UN PAESE IN AFFITTO - I MINISTERI ITALIANI SPENDONO 750 MILIONI L’ANNO PER AFFITTARE IMMOBILI, MENTRE LO STATO NE HA CENTINAIA VUOTI - “SCOPERTO” 1 MILIARDO DI NUOVO DEBITO

Federico Fubini per "la Repubblica"

Una famiglia spende soldi che non ha pur di vivere in affitto, mentre possiede alcuni immobili vuoti poco lontano. Che consiglio le dareste? Se la risposta sembra ovvia, va detto a difesa di Carlo Cottarelli che si trova di fronte a un dilemma più intrattabile di così: la famiglia dei ministeri italiani, di cui si occupa il nuovo commissario per la spending review, pur di risiedere in immobili in affitto non esita a contrarre debiti fuori bilancio. Questi ultimi valevano un miliardo di euro nel 2011, l'ultimo anno per il quale esistano dati consultabili e ufficiali. Nel frattempo, il Demanio dello Stato gestiva immobili inutilizzati di sua proprietà per un valore di vari miliardi di euro.

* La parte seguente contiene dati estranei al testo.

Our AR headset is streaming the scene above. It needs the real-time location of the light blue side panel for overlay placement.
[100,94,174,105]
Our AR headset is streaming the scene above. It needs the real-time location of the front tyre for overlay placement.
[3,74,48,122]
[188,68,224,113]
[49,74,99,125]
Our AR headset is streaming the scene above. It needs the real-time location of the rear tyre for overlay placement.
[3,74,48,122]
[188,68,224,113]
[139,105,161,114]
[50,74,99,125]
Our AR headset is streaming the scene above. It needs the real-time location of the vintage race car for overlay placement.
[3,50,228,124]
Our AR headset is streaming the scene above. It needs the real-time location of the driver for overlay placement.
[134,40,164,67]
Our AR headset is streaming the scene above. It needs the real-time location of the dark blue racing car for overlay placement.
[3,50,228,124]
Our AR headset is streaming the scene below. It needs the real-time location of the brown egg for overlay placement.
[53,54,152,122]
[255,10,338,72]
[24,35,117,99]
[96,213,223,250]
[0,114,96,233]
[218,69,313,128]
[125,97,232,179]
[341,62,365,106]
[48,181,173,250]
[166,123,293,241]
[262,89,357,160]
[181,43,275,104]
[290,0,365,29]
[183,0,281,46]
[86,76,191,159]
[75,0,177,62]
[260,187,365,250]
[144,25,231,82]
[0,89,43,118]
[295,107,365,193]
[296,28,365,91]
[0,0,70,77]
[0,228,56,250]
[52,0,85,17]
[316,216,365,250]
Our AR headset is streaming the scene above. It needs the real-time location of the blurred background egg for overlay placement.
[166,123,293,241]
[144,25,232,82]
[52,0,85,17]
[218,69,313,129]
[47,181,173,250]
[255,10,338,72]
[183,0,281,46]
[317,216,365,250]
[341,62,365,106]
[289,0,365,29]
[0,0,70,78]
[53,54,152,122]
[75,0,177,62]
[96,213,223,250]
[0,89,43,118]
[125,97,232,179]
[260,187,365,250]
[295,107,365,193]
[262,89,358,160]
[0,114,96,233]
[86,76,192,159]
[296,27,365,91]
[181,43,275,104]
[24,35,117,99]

Magari tutto ciò suona poco logico, del resto però la definizione della Ragioneria dello Stato su ciò che sono i debiti fuori bilancio lascia pochi dubbi: «Si tratta di debiti di cui, al momento della loro formazione, non vi è alcuna evidenza contabile nel bilancio dello Stato per il fatto che l'amministrazione ha assunto obblighi per una somma superiore alle effettive risorse finanziarie a disposizione», scrivono i tecnici di via XX Settembre.

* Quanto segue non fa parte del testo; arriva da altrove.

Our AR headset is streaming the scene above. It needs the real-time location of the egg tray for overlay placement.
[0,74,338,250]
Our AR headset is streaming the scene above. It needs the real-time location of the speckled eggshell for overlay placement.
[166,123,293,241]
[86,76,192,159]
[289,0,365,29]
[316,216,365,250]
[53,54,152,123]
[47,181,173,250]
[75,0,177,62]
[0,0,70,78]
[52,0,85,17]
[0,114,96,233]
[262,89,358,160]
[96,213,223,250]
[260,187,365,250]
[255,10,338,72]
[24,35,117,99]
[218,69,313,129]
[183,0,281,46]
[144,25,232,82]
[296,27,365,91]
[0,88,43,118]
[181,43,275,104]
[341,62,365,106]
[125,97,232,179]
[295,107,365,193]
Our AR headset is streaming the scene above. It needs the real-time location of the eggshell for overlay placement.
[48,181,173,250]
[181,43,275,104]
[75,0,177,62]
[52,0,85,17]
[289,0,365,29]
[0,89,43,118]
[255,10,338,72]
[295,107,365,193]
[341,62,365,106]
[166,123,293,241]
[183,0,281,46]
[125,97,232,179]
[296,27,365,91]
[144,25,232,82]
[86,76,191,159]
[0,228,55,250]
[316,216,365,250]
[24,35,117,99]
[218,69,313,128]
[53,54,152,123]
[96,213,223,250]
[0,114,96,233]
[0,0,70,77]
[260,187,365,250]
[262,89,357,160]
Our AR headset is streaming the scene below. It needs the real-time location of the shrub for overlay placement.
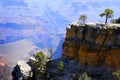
[58,61,64,74]
[113,70,120,80]
[34,52,49,74]
[78,72,91,80]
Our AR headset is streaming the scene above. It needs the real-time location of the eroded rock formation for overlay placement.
[63,23,120,68]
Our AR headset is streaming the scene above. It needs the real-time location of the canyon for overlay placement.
[62,22,120,68]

I quali aggiungono: «Trattandosi di transazioni mai registrate in bilancio, non sono rilevate nelle statistiche sul debito pubblico ma rinviano gli oneri a esercizi successivi». In altri termini, i debiti vengono nascosti sotto la linea dell'ufficialità e scaricati sugli anni a venire. Quando magari sarà qualcun altro a doversene occupare.

I dicasteri italiani ricorrono a questa tecnica in abbondanza. Solo nel 2011, a dati della Ragioneria, il ministero dell'Interno ha contratto debiti fuori bilancio per 476 milioni di euro, la Difesa per 235, la Giustizia per 119, lo stesso ministero dell'Economia per 94 e il ministero del Lavoro per 21. Nel suo rapporto, la Ragioneria osserva che accumulare debiti fuori bilancio «incide sulla trasparenza, inficia la programmazione delle risorse e riduce la capacità di controllo della spesa».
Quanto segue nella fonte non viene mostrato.